Violenti scontri si sono verificati nei giorni scorsi a Tripoli, circa una dozzina le vittime tra cui anche alcuni civili, sembra anche dei bambini. Non è neanche chiaro chi sia stato il protagonista dei combattimenti, se non che quanto accaduto è la descrizione del caos totale in cui ormai si trova la Libia, abbandonata dall’Occidente e in mano a russi e soprattutto turchi, come ci spiega in questa intervista il generale Marco Bertolini, già comandante del Comando operativo di vertice interforze e della Brigata Folgore in numerosi teatri di guerra, dalla Somalia al Kosovo e all’Afghanistan. Una situazione in bilico per anni, sfociata anche in guerra civile, e poi in una fragile tregua che doveva portare a quelle elezioni che si dovevano tenere prima di Natale dello scorso anno e che non si sono tenute.
In questo quadro, ci spiga Bertolini “il primo ministro Dbeibah, che doveva rimanere in carica fino alle elezioni, mantiene la leadership di Tripoli mentre si oppone a lui l’ex ministro degli Interni Bashagha che ha dietro il generale Haftar. È chiaro che non ci sono le condizioni per poter gestire la vita sociale e soprattutto economica e le tante milizie che da sempre abitano il Paese stanno prendendo il sopravvento”.
Si torna a combattere per le strade di Tripoli. La Libia è un Paese nell’anarchia totale ormai da tempo, secondo lei chi ci può essere dietro questi nuovi scontri?
Tripoli è ormai quasi sotto controllo delle milizie che solo Gheddafi era riuscito a tenere in pace e lontane dal potere. Queste milizie sono anche in lotta fra di loro, per cui questo episodio può avere mille ragioni a noi sconosciute. Avevano raggiunto una sorta di compromesso, che è svanito con la farsa delle elezioni mancate, adesso l’unica cosa che le tiene insieme è l’opposizione ad Haftar. Le milizie di Misurata sono quelle che hanno più voce anche perché appoggiate dai turchi. La situazione però se non si sblocca dal punto di vista politico è solo destinata a trascinarsi così, con combattimenti estemporanei e con una popolazione che sta naufragando nella povertà e nella fame.

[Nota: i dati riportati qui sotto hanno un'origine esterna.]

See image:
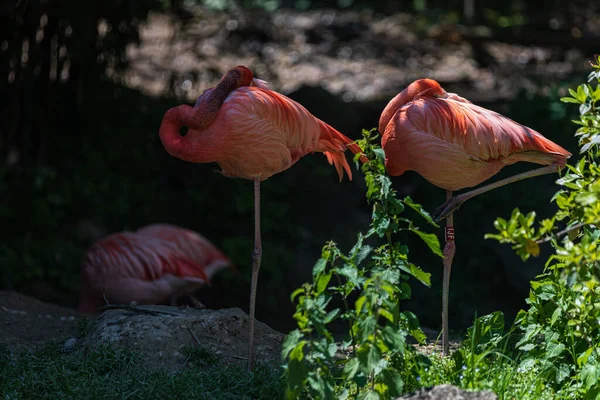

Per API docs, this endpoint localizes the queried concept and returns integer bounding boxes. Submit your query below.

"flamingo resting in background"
[160,66,366,370]
[379,79,571,355]
[78,224,234,313]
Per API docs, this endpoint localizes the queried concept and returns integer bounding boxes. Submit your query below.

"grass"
[402,347,557,400]
[0,344,576,400]
[0,345,284,400]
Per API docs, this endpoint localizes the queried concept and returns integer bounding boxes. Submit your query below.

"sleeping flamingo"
[160,66,366,370]
[379,79,571,355]
[78,224,233,313]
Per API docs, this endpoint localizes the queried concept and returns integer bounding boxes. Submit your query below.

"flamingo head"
[379,78,448,133]
[404,78,448,103]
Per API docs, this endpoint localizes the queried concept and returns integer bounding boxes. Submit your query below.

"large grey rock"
[82,306,284,370]
[398,385,498,400]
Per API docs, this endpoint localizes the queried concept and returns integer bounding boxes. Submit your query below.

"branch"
[98,304,181,317]
[535,221,598,244]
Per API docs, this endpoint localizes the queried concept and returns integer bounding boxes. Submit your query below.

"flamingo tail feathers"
[319,121,369,181]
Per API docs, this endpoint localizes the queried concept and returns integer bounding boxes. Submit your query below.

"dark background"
[0,0,600,331]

Lo scontro ufficialmente è tra il primo ministro incaricato di portare il Paese al voto, Dbeibah, che avrebbe dovuto dimettersi e l’ex ministro degli interni Bashagha che si è auto nominato suo successore. La domanda che viene da farsi è che fine abbia fatto l’occidente che si era posto come mediatore.
L’unico ruolo che ha avuto l’Europa in Libia è stato quello di destabilizzarla con la caduta di Gheddafi. Dopo di questo si è astenuta da ogni intervento significativo. C’era un interesse francese, che è andato via via scemando, mentre intanto la Turchia si è allargata. Va ricordato che è grazie a Erdogan se Tripoli non è caduta nelle mani di Haftar.
Appunto, Erdogan. Anche in Libia fa il suo abituale doppio gioco, un piede nella Nato e l’altro nei suoi interessi?
La Turchia è un Paese orientale come mentalità e cultura, però è anche fortemente occidentale. È uno dei soci fondamentali della Nato. Erdogan sa che si può permettere di interpretare il suo ruolo con grande autonomia perché è comunque importante per l’Occidente. Ha i suoi interessi nazionali come riferimento assoluto e tutto il resto ruota attorno a questo.
È anche capace di mantenere un rapporto costruttivo con la Russia, nonostante i due paesi si dividano la Libia, è così?
Erdogan è molto preoccupato che gli venga a mancare un socio in affari come Putin. I due mantengono un rapporto strategico anche se sono su fronti opposti sia in Libia che in Siria. Non si pestano i piedi a vicenda, e Ankara ha una visione dei propri interessi che prescinde dai rapporti con istituzioni come Unione Europea e Alleanza atlantica.
Meglio una Libia destabilizzata per lui?
In fin dei conti sì. Ricordiamoci che la Turchia è tornata nella Libia da cui era stata cacciata dagli italiani nel 1911, grazie a noi italiani e al resto dell’Occidente. Ha dato una contributo risolutivo a Tripoli e sfrutta questa posizione. Guardiamo la realtà: Erdogan ha costruito un impero che va dalla Libia al Kurdistan all’Azerbaijan passando per la Siria. Nonostante questo bisogna tenerselo buono, è lui l’unico leader al mondo a svolgere un ruolo attivo di mediatore tra Ucraina e Russia.